This version of the original article, by Jeffrey P. Snider, has been edited* here by munKNEE.com for length (…) and clarity ([ ]) to provide a fast & easy read. Visit our Facebook page for all the latest – and best – financial articles!
1. …Real GDP, at just 6.5% in Q3 2018, is the slowest pace since the first quarter of 2009. That’s not good…[as it offers a] confirmation that this major economy is slowing – again…In other words, the real danger presented by these statistics is not an imminent crash but rather the total disappearance of any upside potential…
The rest of the statistics bear this out.
2. Nominal GDP, perhaps a more appropriate measure of China’s economic conditions, decelerated yet again in Q3. Year-over-year, it rose just 9.6%, down from 9.8% in Q2 and a peak of 11.7% set way back in Q1 2017…

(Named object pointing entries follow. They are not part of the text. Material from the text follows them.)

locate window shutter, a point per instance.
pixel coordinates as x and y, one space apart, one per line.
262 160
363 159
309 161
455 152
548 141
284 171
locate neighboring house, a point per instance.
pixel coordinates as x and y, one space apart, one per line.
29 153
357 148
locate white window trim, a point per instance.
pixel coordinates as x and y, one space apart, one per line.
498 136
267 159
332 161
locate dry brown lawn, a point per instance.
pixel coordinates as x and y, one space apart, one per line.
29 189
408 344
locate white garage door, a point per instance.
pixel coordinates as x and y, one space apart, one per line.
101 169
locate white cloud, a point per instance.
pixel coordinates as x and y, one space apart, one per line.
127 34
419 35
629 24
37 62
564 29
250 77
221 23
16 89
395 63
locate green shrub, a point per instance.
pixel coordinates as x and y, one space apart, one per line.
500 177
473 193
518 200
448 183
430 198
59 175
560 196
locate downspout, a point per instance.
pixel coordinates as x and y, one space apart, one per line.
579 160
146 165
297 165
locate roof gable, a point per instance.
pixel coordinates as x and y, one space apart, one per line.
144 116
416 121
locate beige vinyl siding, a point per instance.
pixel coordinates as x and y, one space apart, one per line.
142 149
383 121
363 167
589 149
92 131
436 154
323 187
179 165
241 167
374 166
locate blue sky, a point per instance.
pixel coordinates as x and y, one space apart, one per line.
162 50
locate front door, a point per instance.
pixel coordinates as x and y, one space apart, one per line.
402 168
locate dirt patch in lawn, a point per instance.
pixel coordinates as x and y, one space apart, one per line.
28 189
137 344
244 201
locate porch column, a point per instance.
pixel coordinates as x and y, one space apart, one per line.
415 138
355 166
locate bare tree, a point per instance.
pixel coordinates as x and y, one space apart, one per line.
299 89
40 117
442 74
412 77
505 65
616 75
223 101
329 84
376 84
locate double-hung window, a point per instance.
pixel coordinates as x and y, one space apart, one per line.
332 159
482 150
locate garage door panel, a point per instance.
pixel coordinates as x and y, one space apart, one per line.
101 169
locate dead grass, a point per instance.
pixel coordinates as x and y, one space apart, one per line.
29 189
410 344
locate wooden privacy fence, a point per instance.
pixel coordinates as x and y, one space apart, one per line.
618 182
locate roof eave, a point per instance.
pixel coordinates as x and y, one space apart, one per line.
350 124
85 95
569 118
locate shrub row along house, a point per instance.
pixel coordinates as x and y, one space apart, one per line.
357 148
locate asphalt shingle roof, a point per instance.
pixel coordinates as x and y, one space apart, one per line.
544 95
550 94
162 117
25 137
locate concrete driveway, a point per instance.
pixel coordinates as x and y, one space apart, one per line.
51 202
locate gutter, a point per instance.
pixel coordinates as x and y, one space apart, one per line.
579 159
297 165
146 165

3. Chinese Industrial Production rose just 5.8% year-over-year in September, the first month below 6% in two and a half years…Along those lines, it stands in sharp contrast to sentiment which even in China had gotten way ahead of economic reality.

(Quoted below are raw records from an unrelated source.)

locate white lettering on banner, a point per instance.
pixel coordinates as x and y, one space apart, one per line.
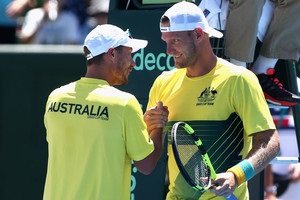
149 62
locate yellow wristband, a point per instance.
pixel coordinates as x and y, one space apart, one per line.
239 174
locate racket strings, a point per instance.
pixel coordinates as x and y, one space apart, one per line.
192 159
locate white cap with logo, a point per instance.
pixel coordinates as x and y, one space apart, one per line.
107 36
186 16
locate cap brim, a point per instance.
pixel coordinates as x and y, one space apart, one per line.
136 44
213 32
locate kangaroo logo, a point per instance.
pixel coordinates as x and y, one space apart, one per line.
207 96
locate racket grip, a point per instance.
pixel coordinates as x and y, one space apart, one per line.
232 197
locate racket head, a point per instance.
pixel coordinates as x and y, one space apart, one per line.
189 159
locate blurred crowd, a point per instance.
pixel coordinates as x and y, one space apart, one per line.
50 21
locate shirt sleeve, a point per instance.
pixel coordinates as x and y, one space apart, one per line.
254 110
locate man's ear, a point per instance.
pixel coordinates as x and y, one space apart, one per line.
111 52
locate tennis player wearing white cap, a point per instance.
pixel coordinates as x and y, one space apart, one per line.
94 130
223 102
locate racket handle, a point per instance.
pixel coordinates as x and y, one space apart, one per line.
232 197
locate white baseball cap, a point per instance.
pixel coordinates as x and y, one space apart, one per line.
106 36
186 16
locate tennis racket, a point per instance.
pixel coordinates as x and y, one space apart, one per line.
192 159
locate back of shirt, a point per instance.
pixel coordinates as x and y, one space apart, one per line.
93 133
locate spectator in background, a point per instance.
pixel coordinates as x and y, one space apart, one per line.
98 12
10 10
281 40
51 24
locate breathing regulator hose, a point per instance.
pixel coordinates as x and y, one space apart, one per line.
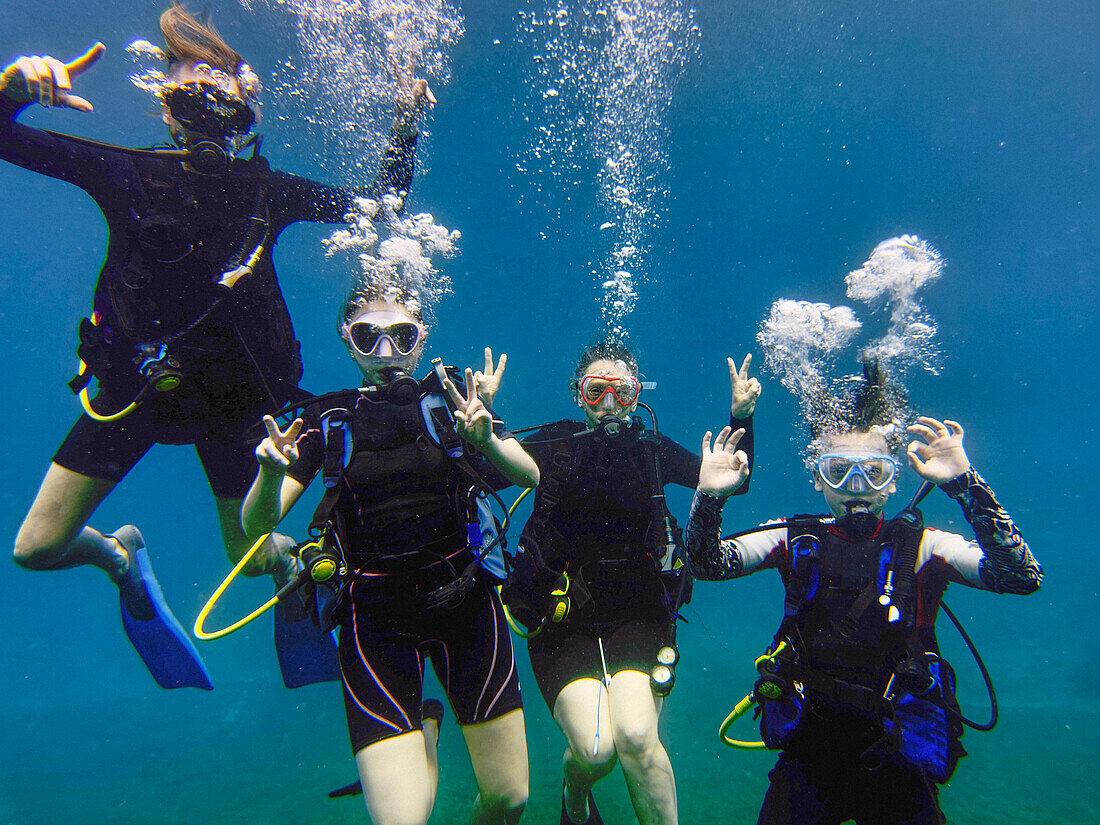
516 628
319 567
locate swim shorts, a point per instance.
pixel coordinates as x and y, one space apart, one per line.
386 634
108 450
564 653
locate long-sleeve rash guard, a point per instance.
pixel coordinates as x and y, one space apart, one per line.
998 559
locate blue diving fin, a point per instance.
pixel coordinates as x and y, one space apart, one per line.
155 634
306 655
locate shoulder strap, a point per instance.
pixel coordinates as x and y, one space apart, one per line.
804 547
905 534
338 451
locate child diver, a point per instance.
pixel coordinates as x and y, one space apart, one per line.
857 700
398 514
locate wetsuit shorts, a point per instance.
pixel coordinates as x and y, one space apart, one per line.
109 450
822 781
564 653
384 640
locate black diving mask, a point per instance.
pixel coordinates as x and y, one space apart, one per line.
617 430
208 110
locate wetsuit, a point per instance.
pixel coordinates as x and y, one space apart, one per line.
400 519
171 233
823 774
603 534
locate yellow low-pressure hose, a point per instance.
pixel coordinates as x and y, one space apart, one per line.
738 711
86 403
743 707
520 497
507 614
207 636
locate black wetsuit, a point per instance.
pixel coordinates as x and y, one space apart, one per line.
598 534
400 520
824 774
171 233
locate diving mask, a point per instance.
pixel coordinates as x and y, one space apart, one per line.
209 110
626 389
403 337
857 473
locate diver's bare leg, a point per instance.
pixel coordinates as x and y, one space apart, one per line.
581 711
649 780
498 755
54 535
397 780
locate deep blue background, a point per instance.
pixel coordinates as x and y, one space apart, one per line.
802 135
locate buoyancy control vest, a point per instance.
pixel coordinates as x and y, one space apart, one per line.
538 573
861 642
373 447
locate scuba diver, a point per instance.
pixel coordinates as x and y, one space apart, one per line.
400 514
189 339
597 580
854 692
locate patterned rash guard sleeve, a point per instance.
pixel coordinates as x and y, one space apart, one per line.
714 559
1007 564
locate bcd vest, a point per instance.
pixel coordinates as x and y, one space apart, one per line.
862 644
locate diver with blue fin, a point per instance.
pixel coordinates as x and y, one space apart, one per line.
189 339
854 692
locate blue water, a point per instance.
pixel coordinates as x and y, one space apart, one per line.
802 134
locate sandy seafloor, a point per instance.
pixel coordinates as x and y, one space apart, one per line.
801 134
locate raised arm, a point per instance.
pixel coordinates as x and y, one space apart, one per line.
744 394
1004 562
474 422
723 470
273 492
47 81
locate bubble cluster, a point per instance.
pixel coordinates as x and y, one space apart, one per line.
398 264
802 342
897 270
352 61
603 75
150 76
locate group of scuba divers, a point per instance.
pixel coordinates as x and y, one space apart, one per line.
190 342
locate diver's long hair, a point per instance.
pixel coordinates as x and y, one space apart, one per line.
602 351
190 40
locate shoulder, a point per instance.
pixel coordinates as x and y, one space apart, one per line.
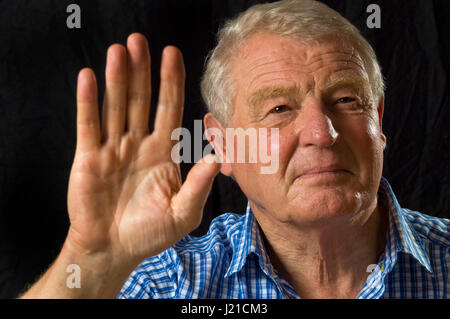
435 230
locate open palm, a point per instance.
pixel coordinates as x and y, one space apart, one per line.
125 193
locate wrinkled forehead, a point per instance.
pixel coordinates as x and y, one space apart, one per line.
266 57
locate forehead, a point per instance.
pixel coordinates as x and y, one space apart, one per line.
267 59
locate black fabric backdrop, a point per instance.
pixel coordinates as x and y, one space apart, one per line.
40 58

4. Retail sales were practically the lone bright spot, which merely means there wasn’t as much slowing as there had been. Rising 9.2% in September, it was the fastest pace in five months, but still materially less than the 10%+ rate that prevailed 2015 forward.
5. Fixed asset investment managed to tick a little higher last month as private capex remained steady while government investment rebounded slightly. Overall, FAI was up 5.4% on an accumulated basis (YTD) compared to August’s record low 5.3%. Private FAI also on an accumulated basis stayed at 8.7%. State-owned FAI gained 1.2% last month compared to 1.1% the month before.
Conclusion
China’s economy is not crashing. However, it is slowing and from an already weakened level. The Chinese system did not actually recover from the last downturn despite now three years distance. What these numbers show is that…there is now very little chance that it ever will. It may not seem like much compared to a full-blown breakdown, but pretty conclusive evidence for a worldwide, multi-year (decade?) “L” should be terrifying.
A world without opportunity is a far more dangerous one than a world only temporarily stripped of it. The V can be scary but only on the way down. The L is, well, I think we’re going to find out.